Workup (Archives 2001;161:25)

•  Acute GN/RPGN ± lung hemorrhage is an emergency → requires early Dx and Rx

•  ANCA (Lancet 2006;368:404), anti-GBM, complement levels

•  Depending on clinical hx: ANA, ASLO, BCx, cryocrit, hepatitis serologies, skin bx

•  Consider GN mimics

thrombotic microangiopathy: ↓ Hct & Plts, schistocytes on smear, ↑ LDH cholesterol emboli (Lancet 2010;375:1650): purple toes, livedo, ↓ C3/C4, eos, prior cath AIN: rash, new drug exposure, urine WBCs (incl eos) ± WBC casts (and  UCx) myeloma: anemia, hypercalcemia, lytic bone lesions,  SPEP/serum free light chains

•  Renal biopsy with immunofluorescence (IF) ± electron microscopy (EM)

Figure 4-8 Approach to glomerulonephritis

Treatment (Kid Int Sup 2012;2:143)

•  If acute GN/RPGN suspected, give 1 g methylprednisolone IV qd x 3 d ASAP while awaiting bx results, further Rx based on underlying disease (AJKD 1988;11:449)

•  SLE nephritis: steroids + cyclophosphamide (CYC) or MMF (JASN 2009;20:1103)

•  ANCA  or anti-GBM: pulse steroids + CYC (or rituximab) ± plasmapheresis (JASN 2007;18:2180; NEJM 2010;363:221)

•  See “Vasculitis” for further disease specific treatment details


Definition and etiologies

•  Hematuria ± proteinuria of glomerular origin w/o renal insufficiency or systemic disease (nonglomerular hematuria more common; see “Hematuria”)

•  Ddx: any cause of GN (esp. IgA); also consider Alport’s (X-linked, deafness, renal failure), thin basement membrane nephropathy (autosomal dominant, benign; JASN 2006;17:813)

IgA nephropathy (NEJM 2002;347:738; JASN 2005;16:2088)
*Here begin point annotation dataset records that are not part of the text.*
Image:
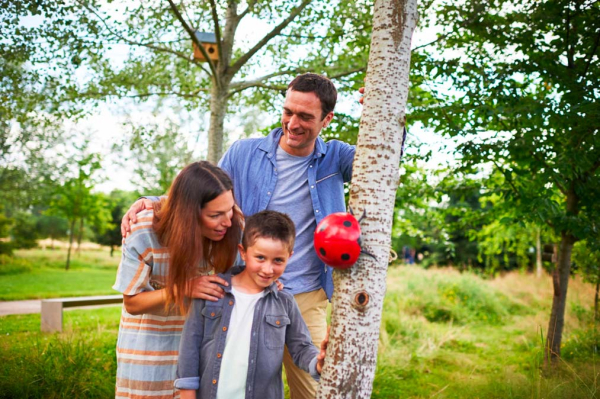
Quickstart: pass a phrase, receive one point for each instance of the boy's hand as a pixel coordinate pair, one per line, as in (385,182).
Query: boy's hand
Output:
(205,287)
(131,215)
(321,355)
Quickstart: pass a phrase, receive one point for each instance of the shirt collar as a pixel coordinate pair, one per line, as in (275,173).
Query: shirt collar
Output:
(238,269)
(269,145)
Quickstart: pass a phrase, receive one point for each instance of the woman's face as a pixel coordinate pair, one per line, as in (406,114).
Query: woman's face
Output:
(216,216)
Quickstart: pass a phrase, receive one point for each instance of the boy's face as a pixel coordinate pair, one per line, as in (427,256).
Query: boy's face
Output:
(265,262)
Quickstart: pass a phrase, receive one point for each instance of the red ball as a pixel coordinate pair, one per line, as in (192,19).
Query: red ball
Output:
(336,240)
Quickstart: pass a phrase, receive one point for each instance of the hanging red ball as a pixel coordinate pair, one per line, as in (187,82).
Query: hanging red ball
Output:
(336,240)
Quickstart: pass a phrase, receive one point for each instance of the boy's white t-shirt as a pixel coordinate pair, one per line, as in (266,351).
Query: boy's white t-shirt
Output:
(234,366)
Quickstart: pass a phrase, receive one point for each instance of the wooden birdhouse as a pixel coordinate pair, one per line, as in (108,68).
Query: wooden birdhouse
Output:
(209,42)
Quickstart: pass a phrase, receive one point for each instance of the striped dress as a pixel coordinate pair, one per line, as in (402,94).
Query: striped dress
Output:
(148,345)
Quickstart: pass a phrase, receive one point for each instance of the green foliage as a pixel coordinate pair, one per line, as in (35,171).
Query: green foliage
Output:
(52,226)
(24,232)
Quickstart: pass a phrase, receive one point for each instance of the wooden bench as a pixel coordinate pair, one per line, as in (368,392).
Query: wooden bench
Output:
(52,308)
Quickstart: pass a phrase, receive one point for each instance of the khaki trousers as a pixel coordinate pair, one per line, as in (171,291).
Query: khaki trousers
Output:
(313,307)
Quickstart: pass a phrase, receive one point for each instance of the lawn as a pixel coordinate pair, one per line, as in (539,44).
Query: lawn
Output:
(443,335)
(35,274)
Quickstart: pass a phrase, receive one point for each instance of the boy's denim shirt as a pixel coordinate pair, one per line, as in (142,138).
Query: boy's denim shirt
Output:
(277,322)
(252,165)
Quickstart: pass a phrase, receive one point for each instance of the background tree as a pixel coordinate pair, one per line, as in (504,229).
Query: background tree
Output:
(157,154)
(358,297)
(296,36)
(524,101)
(73,198)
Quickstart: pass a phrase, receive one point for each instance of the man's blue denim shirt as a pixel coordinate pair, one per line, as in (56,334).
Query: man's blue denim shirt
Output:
(252,165)
(277,322)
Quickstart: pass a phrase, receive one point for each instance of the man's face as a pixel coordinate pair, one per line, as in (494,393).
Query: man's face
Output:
(301,123)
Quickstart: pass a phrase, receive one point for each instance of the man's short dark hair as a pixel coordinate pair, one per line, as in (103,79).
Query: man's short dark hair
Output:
(269,224)
(321,86)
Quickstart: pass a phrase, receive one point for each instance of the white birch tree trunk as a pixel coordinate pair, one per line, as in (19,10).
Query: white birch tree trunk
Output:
(358,298)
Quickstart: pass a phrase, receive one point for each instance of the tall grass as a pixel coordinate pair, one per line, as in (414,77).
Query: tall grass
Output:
(77,364)
(451,335)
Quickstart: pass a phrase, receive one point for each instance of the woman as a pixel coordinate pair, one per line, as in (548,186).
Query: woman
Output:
(193,231)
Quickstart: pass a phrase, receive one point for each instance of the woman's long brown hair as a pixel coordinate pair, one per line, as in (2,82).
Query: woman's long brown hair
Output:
(178,227)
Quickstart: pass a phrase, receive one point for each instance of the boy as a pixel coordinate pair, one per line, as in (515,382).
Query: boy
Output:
(233,348)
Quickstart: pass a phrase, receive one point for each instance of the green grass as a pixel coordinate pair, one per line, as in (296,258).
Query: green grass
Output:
(40,273)
(443,335)
(447,335)
(80,363)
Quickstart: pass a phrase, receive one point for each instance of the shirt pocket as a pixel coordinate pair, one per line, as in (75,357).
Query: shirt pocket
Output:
(212,319)
(275,327)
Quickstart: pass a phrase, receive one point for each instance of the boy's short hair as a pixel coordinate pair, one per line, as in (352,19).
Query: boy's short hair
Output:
(269,224)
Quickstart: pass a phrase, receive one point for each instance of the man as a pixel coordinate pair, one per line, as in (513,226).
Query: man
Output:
(293,171)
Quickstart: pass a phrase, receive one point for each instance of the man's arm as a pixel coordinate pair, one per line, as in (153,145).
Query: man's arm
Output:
(131,215)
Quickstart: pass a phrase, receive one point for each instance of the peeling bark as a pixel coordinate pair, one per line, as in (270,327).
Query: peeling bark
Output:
(358,298)
(560,279)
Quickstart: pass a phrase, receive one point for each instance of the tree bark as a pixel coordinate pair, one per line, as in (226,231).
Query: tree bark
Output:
(596,300)
(79,236)
(358,297)
(218,110)
(71,235)
(538,253)
(560,278)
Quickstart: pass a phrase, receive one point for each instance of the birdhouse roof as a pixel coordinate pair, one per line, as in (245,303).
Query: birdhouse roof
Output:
(206,37)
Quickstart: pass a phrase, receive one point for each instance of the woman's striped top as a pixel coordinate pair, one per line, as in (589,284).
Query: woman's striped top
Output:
(148,345)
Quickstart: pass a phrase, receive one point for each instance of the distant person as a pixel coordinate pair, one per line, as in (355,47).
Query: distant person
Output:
(233,348)
(166,259)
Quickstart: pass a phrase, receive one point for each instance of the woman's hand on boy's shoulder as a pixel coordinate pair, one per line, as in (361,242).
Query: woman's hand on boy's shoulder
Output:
(323,352)
(206,287)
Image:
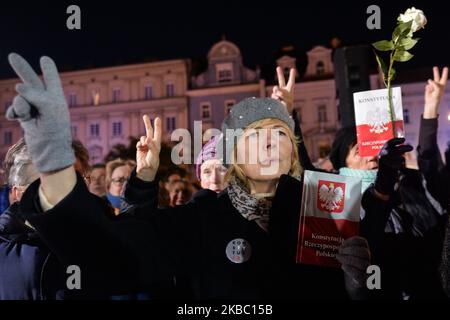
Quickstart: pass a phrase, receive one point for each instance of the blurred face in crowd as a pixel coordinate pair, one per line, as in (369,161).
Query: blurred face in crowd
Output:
(97,183)
(118,178)
(355,161)
(178,192)
(17,192)
(273,147)
(82,169)
(212,175)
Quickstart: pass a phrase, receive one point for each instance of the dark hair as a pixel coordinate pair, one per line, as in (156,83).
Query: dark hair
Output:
(81,154)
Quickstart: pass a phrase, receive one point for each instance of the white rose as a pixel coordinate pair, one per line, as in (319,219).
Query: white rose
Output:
(418,18)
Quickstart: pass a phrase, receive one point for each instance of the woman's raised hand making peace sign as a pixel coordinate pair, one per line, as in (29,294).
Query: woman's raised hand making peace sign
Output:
(147,150)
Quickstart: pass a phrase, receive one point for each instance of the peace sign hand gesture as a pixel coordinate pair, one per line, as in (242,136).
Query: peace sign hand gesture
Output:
(285,92)
(434,91)
(41,109)
(147,150)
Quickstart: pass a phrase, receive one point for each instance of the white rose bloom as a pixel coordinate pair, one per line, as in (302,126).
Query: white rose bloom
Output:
(417,16)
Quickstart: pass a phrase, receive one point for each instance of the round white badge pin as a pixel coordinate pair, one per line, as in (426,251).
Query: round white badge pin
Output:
(238,250)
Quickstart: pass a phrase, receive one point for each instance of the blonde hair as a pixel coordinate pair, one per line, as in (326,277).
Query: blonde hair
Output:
(113,165)
(236,171)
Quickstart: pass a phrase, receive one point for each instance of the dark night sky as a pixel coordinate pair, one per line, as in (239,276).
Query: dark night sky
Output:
(135,31)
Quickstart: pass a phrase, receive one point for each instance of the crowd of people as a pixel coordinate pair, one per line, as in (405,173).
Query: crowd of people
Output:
(225,230)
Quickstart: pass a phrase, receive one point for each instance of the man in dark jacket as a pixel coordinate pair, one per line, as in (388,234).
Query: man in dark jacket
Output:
(404,209)
(28,270)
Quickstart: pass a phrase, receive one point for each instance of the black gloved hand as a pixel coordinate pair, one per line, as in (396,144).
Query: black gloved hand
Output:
(390,161)
(354,256)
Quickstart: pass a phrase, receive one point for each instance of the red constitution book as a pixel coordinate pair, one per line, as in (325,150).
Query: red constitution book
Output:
(373,120)
(330,210)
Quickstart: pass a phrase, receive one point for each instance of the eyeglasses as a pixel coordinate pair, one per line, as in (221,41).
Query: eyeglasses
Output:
(120,180)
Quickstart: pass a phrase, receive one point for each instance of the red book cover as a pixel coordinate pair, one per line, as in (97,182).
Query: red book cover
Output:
(373,121)
(330,214)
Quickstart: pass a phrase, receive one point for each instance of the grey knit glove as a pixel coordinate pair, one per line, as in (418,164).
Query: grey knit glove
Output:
(42,111)
(354,255)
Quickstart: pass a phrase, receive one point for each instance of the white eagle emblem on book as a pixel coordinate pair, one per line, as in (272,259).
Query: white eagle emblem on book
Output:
(330,197)
(378,120)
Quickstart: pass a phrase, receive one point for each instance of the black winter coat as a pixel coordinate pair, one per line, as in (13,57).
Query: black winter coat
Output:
(406,233)
(150,245)
(28,270)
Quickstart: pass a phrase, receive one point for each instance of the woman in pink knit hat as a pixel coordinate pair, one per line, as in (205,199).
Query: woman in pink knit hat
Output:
(209,170)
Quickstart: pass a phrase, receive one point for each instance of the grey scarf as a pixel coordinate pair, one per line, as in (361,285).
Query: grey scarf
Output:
(250,206)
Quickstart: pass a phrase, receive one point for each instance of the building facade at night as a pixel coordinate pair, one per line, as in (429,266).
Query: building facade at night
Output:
(225,82)
(106,105)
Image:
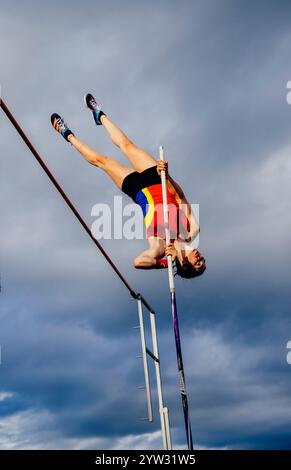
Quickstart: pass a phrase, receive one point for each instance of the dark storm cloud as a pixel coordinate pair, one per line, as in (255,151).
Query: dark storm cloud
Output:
(208,80)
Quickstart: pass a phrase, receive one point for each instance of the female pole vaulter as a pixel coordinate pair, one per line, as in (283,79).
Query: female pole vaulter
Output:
(142,182)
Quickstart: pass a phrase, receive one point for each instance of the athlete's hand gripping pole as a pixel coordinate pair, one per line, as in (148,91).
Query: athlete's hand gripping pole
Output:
(166,222)
(175,313)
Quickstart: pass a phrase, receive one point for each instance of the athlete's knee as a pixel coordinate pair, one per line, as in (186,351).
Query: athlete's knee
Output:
(138,263)
(126,144)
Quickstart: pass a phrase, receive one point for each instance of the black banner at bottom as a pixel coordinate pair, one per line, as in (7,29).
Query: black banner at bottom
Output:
(123,459)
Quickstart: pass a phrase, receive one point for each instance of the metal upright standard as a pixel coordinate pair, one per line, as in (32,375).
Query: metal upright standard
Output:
(175,313)
(164,417)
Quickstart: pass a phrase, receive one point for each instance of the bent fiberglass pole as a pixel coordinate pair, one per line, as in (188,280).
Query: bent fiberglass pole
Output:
(175,313)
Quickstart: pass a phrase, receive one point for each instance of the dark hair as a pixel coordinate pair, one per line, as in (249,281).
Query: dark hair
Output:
(187,270)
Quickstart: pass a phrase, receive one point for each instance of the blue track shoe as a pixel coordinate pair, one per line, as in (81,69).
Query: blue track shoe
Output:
(91,104)
(60,126)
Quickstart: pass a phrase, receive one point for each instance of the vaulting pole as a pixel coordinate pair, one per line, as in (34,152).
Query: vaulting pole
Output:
(141,300)
(175,313)
(63,194)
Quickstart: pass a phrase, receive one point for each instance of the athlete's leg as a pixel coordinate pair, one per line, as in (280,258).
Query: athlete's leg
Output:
(114,169)
(139,158)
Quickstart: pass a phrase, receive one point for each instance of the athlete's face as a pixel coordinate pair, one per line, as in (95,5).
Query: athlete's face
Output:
(196,259)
•  Most common cause of GN; male predominance w/ peak incidence 20–30s

•  Wide range of clinical presentations: asx hematuria (30–40%), gross hematuria ~1–3 d after URI (30–40%), chronic GN (10%), nephrotic syndrome (5%), RPGN (<5%)

•  Though clinical presentation can be highly suggestive, definitive dx only w/ bx

•  Prognosis: 25–30% will reach ESRD w/in 20–25 y of presentation

•  Treatment: ACEI/ARB, ± fish oils (JASN 1999;10:1772); steroids (JASN 2012;23:1108); ± cytotoxic therapy for crescentic GN and nephrotic sx, consider for progressive chronic GN


Definition (NEJM 1998;338:1202)

•  Proteinuria >3.5 g/d, albumin <3.5 mg/dL, edema, ↑ cholesterol

Primary glomerular diseases (grouped by pathology)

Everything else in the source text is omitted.